I’ve had the torch for a good 18 months, much of its life in a tank with far poorer conditions than it has now, the hammer for 6+ months. I’ve also had many euphyllia over the last 15+ years. I never would consider them a challenging coral to keep.
Stated- they can be challenging especially torch
I’ve been doing this 36 years and seen euphyllia challenge the most experienced hobbyists
They have requirements many hobbyist do not meet especially with basics such as skeletal care(calcium), light and water flow it’s a general belief you have to blast torch and is not the case
 
You already got some good reply info that I agree with. 0 nitrates is bad for coral. High phosphate can also have an impact or cause nuisance algae. Even though you have had these for months they can slowly be deteriorating during that time and then reach a receding point like now.

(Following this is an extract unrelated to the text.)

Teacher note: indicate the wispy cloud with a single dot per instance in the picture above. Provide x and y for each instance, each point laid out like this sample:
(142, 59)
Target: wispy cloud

How about water changes? This is what maintains your trace elements also.

Did you change lighting at all?
 
You already got some good reply info that I agree with. 0 nitrates is bad for coral. High phosphate can also have an impact or cause nuisance algae. Even though you have had these for months they can slowly be deteriorating during that time and then reach a receding point like now.

How about water changes? This is what maintains your trace elements also.

Did you change lighting at all?
No lighting changes. Planning to do water change this weekend. I usually do 20% every couple weeks. Working on setting up a salt mix station to make it easier.
 
I see here maybe they don't like something like the alk, light, or flow. Don't rule out something bacteria, and zero anything is not good. l. A picture says 1000+ words.